Sunday, December 20, 2015

The Abalone Catch - Part 3 of 4

Quiet Corner, Bruny Island
Copyright PC1134 of RedBubble
Inside the kitchen shed, shivering, I struck up a conversation with the couple. They were in their 70's, married for forty years, and traveling the world for retirement.

I kind of adopted them, like a cat adopts a family. They took kindly to me too. They offered me food and drink because I was cold, pathetic, and didn't bring enough supplies.

After awhile, I warmed up to them and asked them how to have a successful marriage. They both look surprised I asked such a question because they didn't really know the answer to it. They just seemed to have a happy marriage for forty years. The most I got out of them was that you should have similar values and get over being hurt and just make it work.

At about 10, we all said it was time to go to bed. It was cold outside. I had a thin tent.

I slept inside. But, at about 1 am, I was woken up. The rain pounded down so hard, it flattened my tent, and my tent collapsed.

And as I woke, I had a number of thoughts racing through my head. They weren't keeping me up, but they were on my mind. I started to pray. I wondered if it was better to stay in my tent, or go to the kitchen and sneak in and sleep on the couch. It'd still be cold in there, but at least, the rain wouldn't smash down the tent I was in.

But because I was in such peace and meditation, I felt better just continuing on in quiet thought. Then, I fell asleep again, until the cold, rainy morning, woke me.

The couple was in the kitchen before me. They made me coffee. That was nice. They also offered me oatmeal, which I refused, because I didn't want to take so much. They were very a kind couple. After the rain eased, we walked to the local cafe.

There, I bought them hot chocolate, which warmed them and made them feel fuzzy inside. I ordered a cappuccino. We all ordered scallop pies and took our time eating them.

That was the last day the cafe was in operation. And the owner was ugly and mean to us because that was his temperament.

I procrastinated to gear up to go diving. I didn't want to get back into the icy water. But, I put on my wet suit and grabbed my gear and went back to my dive site.

This time, I went during low tide. The water was much calmer. And within ten minutes of searching, I found huge abalones. And like a sea bird, that plunged in the water, foraging for food, and rising for air. I dove down, and used my knife to scrape them off the rocks. I'd only come up for air. Within an hour, I had collected 10 abalones, and placed them in my cheap, grocery, plastic bag. They were so big and heavy, that my bag ripped.
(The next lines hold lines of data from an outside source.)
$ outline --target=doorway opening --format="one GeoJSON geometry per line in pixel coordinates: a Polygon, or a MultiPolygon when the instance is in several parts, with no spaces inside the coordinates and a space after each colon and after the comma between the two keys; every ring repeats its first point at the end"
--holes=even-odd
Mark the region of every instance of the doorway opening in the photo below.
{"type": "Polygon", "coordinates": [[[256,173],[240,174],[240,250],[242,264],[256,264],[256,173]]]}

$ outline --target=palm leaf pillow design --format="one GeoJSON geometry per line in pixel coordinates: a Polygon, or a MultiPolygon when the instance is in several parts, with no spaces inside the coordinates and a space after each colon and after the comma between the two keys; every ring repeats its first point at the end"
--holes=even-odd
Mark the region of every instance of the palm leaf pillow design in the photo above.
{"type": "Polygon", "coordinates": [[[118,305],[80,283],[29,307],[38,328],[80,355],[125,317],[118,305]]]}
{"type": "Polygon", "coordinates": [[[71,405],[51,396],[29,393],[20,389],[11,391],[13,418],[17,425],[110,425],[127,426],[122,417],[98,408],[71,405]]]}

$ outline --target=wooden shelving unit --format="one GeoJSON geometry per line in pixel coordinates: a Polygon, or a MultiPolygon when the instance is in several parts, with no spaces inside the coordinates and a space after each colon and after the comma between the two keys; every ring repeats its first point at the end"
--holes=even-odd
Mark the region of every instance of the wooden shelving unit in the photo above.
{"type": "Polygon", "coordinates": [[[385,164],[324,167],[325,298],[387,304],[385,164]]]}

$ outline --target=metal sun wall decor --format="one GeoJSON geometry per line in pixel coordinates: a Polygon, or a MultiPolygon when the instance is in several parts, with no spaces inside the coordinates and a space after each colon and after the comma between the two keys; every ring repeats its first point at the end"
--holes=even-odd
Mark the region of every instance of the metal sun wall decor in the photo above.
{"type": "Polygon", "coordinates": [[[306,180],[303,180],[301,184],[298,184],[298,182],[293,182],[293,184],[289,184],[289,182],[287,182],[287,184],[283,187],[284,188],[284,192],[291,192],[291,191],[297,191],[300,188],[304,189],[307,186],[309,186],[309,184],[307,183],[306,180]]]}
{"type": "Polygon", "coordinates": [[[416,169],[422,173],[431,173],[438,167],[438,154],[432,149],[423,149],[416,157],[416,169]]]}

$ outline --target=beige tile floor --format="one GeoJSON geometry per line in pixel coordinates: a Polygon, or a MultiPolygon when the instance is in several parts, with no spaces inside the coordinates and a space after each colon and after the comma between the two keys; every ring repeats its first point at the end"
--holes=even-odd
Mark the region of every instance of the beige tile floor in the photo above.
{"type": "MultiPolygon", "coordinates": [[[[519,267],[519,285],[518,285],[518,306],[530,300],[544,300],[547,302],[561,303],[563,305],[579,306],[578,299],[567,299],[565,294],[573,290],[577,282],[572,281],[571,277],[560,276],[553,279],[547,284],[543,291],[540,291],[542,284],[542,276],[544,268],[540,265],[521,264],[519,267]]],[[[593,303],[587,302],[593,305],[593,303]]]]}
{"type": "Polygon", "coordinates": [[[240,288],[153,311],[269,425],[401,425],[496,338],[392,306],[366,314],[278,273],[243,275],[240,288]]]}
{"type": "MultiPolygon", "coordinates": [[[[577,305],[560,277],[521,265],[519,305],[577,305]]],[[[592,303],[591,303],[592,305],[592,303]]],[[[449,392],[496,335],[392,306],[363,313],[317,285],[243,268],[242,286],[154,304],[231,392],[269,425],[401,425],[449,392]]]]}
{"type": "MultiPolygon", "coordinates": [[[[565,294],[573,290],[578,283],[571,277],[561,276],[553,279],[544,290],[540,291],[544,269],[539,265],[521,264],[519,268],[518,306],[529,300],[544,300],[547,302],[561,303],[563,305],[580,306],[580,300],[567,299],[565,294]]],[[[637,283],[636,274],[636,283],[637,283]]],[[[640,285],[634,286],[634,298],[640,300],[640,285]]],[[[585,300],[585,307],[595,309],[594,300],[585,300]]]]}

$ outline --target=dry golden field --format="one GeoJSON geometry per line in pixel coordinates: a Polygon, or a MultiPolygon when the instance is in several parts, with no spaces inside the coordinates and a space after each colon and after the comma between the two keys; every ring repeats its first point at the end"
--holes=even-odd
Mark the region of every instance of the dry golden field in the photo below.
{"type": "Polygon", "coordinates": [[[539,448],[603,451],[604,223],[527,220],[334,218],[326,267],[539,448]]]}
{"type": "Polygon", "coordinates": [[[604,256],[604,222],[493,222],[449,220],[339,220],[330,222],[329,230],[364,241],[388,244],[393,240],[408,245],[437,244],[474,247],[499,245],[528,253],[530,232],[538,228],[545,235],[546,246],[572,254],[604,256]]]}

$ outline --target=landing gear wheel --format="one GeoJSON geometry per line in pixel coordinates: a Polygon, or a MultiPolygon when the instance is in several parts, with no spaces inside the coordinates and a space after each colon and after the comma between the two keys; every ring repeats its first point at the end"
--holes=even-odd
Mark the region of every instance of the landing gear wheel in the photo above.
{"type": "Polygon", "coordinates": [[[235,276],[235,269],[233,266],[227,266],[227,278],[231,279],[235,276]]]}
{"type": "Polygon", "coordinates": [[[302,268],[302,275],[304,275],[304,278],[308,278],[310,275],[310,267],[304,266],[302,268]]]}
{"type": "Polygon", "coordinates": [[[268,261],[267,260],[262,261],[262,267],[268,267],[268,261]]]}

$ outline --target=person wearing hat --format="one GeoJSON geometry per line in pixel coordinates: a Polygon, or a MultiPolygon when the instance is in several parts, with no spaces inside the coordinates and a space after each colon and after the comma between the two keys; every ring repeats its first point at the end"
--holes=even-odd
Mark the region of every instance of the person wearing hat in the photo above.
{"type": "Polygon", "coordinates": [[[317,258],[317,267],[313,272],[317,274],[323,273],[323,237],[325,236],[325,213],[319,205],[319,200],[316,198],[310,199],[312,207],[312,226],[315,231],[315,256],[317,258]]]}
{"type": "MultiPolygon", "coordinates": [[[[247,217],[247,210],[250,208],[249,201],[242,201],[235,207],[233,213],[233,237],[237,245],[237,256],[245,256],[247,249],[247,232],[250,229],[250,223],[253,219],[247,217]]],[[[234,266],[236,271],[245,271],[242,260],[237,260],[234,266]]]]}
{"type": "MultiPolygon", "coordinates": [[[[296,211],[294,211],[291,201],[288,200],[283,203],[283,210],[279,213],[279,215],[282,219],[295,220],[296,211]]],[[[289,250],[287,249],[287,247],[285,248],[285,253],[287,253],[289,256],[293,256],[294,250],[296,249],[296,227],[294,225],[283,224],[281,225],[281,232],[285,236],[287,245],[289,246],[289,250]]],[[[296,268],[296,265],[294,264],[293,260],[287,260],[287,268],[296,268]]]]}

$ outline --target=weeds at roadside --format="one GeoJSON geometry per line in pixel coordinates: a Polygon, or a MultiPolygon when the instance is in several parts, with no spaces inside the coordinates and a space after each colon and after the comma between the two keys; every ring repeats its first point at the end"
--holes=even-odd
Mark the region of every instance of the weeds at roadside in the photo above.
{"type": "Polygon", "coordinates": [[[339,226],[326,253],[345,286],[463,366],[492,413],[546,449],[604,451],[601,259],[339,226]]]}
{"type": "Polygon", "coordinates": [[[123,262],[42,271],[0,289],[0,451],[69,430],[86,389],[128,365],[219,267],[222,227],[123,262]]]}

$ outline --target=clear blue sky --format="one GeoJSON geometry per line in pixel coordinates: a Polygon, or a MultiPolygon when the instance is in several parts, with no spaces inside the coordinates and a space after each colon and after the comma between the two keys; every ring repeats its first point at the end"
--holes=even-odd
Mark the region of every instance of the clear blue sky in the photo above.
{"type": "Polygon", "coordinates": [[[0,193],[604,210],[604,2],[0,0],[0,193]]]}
I felt victorious. I took the ripped bag and my ten abalones, and retied the bag. I shucked the abalone shells from the meat. One of them, had some caviar in it. I ate it raw. It seemed savage, but it tasted good.

I hurled the guts into the water, until a seabird noticed and started catching them in the midair - only to the abalone guts. I felt bad because I was killing abalones. And that was taking life.

I kept the two largest shells. And I walked back to my camp ground with a heavy bag of abalone.

The locals looked at me, upset that I took what they thought they owned. The cafe owner shouted: "I'm gonna call the police on you."

I thought - whatever, there's only one officer in the island.

I told him: "Go ahead! I have a license." And yes, I did purchase an abalone fishing license.

After taking a shower, I entered the kitchen. The couple was there. I told them, "I got my full catch."

They both told me well done.

Later that night, I took an abalone, which the couple never ate. I cooked it into soup. We all ate it. We all liked it.

She asked me, "Are you cooking it from a recipe?"

"Yes," I said. "My mom's."

I felt satisfied I earned my catch for Mom. It'd be her Christmas gift. It was raining hard still that night. This time, I decided to sleep in the kitchen shed.